贈る物語 Terror みんな怖い話が大好き (光文社文庫)

贈る物語 Terror みんな怖い話が大好き (光文社文庫)

内容(「BOOK」データベースより)
海外のホラー小説の古典、有名作品を中心に、宮部みゆきがセレクトした15編は、名作ぞろい。身体の芯から震え上がる恐怖の時間をどうぞご体験あれ。

「身体の芯から震え上がる恐怖」というにはちょっとオーバーだけど、読み終わってからジワジワと物語の持つ怖さが来たり、子供の頃の感覚を思い出されて懐かしく思ったり、オチにニヤリとさせられたりと、様々なタイプの秀逸短編が収められています。
海外文学に疎い私は目次の一覧を見た時点ではほとんど憶えが無かったのですけど、いざ読み始めると、どこかで目にしたような記憶があったり、または他の作品にモチーフが使われていたような心当たりがあったり。

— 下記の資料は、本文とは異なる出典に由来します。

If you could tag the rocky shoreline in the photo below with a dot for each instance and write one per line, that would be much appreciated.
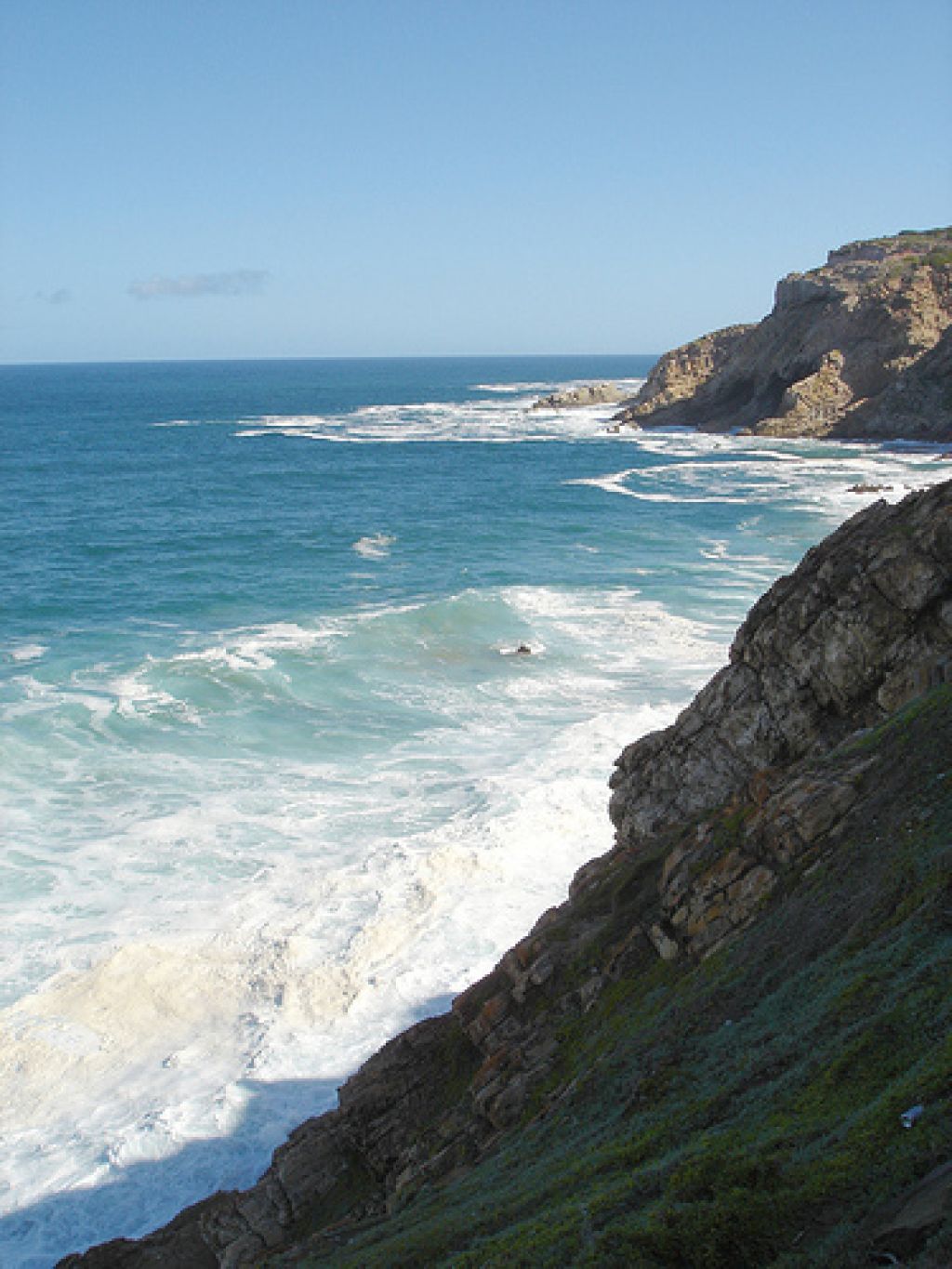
(716, 816)
(774, 771)
(860, 348)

ホラー小説の古典だけに知らず知らずに触れているのでしょうね。
宮部みゆきの紹介がまたホントにわくわくさせてくれる味のある文章なんです。ネタばれもあることはあるけど、あんまり気になりません。
しかもホラー小説を読みたくなる心理をうまく表現しているなぁと思ったりしました。


テーマ毎に3作集めた構成となっていて、その中でも特に印象に残ったのがこちら。

第一章 知りたがるから怖くなる

  • W・W・ジェイコブズ「猿の手

3つの願いを叶えるという「猿の手」。この3つの願いというモチーフ自体が多くの物語にも使われていそうです。
ちょっとした欲というか好奇心を出したばかりに不幸な目にあってしまうという、どちらかというと説話的な感じもしますね。
昔、私が読んだ話ではもっと露骨に恐ろしげな描写もあった気がしましたが、いずれにせよ願いの代償は大きすぎるものでした。

  • デイヴィッド・マレル「オレンジは苦悩、ブルーは狂気」

晩年の急激な創作の末に自らの目を突き刺して死んだ天才画家の生涯を追う内に、画家と同じ狂気に取り付かれて同じ最後を遂げる。まさにミイラ取りがミイラになってしまうストーリー。
刺激的ではないけれど幸福と安定が約束された将来を捨てて、謎を追う主人公に目が離せません。
そして真実と引き換えに主人公が得たものは・・・。
謎証しという面でも秀逸。

第二章 狼なんて怖くない?

美しい娘に心を奪われて、実は人狼との誓いをしてしまったばかりに悲惨な運命を辿るやもめの男と子供達の話。こちらも日本の怪談でも似たような話を読んだ気がします。
再婚相手の若い妻が夜な夜な墓を掘り起こして死体を漁るシーンなどゾワーっと来ます。可哀想なのが子供たち。最後まで救いがありません。

第三章 怖がることと、笑うこと

  • ジョー・R・ランズデール「デトロイトにゆかりのない車」

怖いというよりは老夫婦と死神とのやり取りにほのぼのする物語。オチの会話が好きです。自分が老人になる頃には死神は何に乗ってくるのだろう?

第四章 子供たちは恐怖と仲良し

大人にとってはただの暗い夜道の木々や人気の無い建物であっても、子供にとっては魔物が棲み、油断すると連れ去られてしまう場所である。そんな子供だけが知ってる恐怖をかつて自分も感じていたことを思い出すことができました。


第五章 生者の恐怖と悲しみと

ディストピア小説といえばフィリップ・K・ディック*1。短中篇も優れた作品があるとか。こちらもやはり東西冷戦期の影響が強いのがわかります。
兵器として生み出されたロボットが恐ろしい進化を遂げ、人類の脅威となる。これもSFではあるもののホラーというか世紀末的なストーリーです。まぁ後半は展開が予想できてしまうのですが。